Mesajı Okuyun
Old 25-09-2018, 22:24   #7
Av. Suat

 
Varsayılan

23. Hukuk Dairesi 2014/5373 E. , 2014/6050 K.

"İçtihat Metni"
MAHKEMESİ : Alanya 3. Asliye Hukuk Mahkemesi
TARİHİ : 01/11/2011
NUMARASI : 2005/99-2011/690
.....
Yerleşik Yargıtay uygulamasına göre, dava açıldıktan sonra davalı tarafı değiştirmek ya da mevcut davalı taraf yanına bir başka davalı taraf ilave etmek, ıslahla dahi mümkün değildir. Dava tarihinde ve dahili dava dilekçe tarihinde yürürlükte olan usul yasamızda davanın nasıl açılacağı gösterilmiştir. Dava açıldıktan sonra harcı yatırılmayan dilekçe ile kişilerin dahili dava edilmesi ve haklarında hüküm tesis edilmesi olanağı bulunmamaktadır. Bu nedenle harcı yatırılmış bir dava dilekçesi bulunmadığı sürece usulüne uygun olarak açılmış bir davanın varlığından söz edilemez. YHGK'nın 31.05.2013 tarih ve 2012/23-1853 E., 2013/803 K. sayılı ilamında da açıklandığı üzere, dava, dava dilekçesinde gösterilen taraflar arasında devam eder.
Ancak davanın açılmasından sonra, dava dilekçesinde gösterilen taraflarda değişiklik yapılması ihtiyacı ortaya çıkabilir. Bu değişiklik örneğin, taraflardan birinin dava sırasında ölmesinde veya dava yürürken dava konusunun devrinde olduğu gibi zorunlu (yasal) nedenlerle olabileceği gibi, davacının iradesine bağlı (iradi) değişiklik şeklinde de olabilir (Ejder Yılmaz, Hukuk Muhakemeleri Kanunu Şerhi, Ankara 2012, s. 812). İradi taraf değişikliği halinde ise; bu durum davayı değiştirme anlamına geldiğinden, zorunlu taraf değişikliğinden farklı bir rejime tabidir.
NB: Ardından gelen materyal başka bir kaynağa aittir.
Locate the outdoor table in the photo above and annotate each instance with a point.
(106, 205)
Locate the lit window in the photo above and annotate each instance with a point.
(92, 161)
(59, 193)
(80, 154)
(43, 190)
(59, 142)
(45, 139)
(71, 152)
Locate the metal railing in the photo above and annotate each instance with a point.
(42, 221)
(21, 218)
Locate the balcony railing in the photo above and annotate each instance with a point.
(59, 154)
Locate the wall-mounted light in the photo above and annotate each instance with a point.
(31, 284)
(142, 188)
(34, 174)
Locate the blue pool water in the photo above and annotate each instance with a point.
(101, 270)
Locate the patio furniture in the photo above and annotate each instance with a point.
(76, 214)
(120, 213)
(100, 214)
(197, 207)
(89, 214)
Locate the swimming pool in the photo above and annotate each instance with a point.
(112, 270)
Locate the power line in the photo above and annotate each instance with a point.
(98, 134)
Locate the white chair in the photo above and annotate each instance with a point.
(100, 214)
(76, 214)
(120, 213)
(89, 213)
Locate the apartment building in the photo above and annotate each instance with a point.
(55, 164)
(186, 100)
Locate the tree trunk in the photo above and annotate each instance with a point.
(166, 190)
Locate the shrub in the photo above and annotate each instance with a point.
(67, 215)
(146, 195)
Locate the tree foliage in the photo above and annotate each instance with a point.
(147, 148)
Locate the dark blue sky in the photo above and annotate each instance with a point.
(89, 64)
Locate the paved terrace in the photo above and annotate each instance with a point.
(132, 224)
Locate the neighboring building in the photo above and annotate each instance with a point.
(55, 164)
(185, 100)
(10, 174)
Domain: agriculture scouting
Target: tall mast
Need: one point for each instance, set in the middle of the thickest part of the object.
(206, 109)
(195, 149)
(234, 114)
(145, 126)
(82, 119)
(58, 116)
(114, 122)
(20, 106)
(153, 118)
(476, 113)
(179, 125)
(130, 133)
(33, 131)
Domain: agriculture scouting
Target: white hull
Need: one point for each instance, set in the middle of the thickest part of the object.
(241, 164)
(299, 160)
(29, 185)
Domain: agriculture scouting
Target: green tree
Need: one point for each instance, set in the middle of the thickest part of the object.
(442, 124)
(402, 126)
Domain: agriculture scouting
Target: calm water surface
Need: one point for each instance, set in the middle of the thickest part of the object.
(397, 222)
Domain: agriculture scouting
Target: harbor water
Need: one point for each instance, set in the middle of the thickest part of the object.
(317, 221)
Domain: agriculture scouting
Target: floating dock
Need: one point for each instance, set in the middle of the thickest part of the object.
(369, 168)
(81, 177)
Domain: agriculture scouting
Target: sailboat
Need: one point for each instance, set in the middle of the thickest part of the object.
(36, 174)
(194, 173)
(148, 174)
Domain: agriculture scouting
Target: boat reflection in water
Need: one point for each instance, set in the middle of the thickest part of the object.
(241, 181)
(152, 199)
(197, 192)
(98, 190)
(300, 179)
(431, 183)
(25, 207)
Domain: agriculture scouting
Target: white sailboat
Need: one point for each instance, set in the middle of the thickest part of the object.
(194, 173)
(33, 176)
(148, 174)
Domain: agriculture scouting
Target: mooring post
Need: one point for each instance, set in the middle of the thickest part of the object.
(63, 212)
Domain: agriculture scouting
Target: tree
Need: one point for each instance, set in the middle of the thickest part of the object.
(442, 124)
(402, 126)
Mülga 1086 sayılı HUMK iradi taraf değişikliği hakkında açık bir hüküm içermemekle birlikte, yerleşik Yargıtay uygulaması ile genel olarak, davada iradi taraf değişikliğine izin verilmemiştir. Bu durumun özellikle usul ekonomisi açısından eleştirilere tabi tutulmasını dikkate alan yasa koyucu, 6100 sayılı HMK’nın 124. maddesi ile belirli hallerde iradi taraf değişikliğine olanak veren bir düzenleme getirmiştir. Anılan hükmün ikinci fıkrasında, bir davada taraf değişikliğinin ancak karşı tarafın açık rızası ile mümkün olduğu öngörülmüş olup, hakimin taraf değişikliği konusunda davalı tarafa rızası bulunup bulunmadığını açıkça sorması gerekmektedir. Üçüncü fıkrasında ise,“Ancak, maddi bir hatadan kaynaklanan veya dürüstlük kuralına aykırı olmayan taraf değişikliği talebi, karşı tarafın rızası aranmaksızın hâkim tarafından kabul edilir” düzenlemesi getirilmiştir.
Somut olayda, dahili dava edilenler arasında zorunlu dava arkadaşlığı bulunmadığı ve aleyhlerine usulüne uygun olarak açılmış bir dava da bulunmadığı, anılan 124. madde hükmü koşulları da gerçekleşmediği, bu nedenle de taraf sıfatını kazanmadıkları ve aleyhlerine hüküm de kurulmadığı anlaşıldığından, kararı temyiz hakları bulunmamasına göre, bir kısım dahili davalı vekilinin temyiz isteminin reddine karar verilmesi gerekmiştir.
SONUÇ:Yukarıda (1) numaralı bentte açıklanan nedenlerle, davacı vekilinin temyiz itirazlarının kabulü ile hükmün, davacı yararına BOZULMASINA, ..... kararın tebliğinden itibaren 15 gün içerisinde karar düzeltme yolu açık olmak üzere, 29.09.2014 tarihinde oybirliğiyle karar verildi.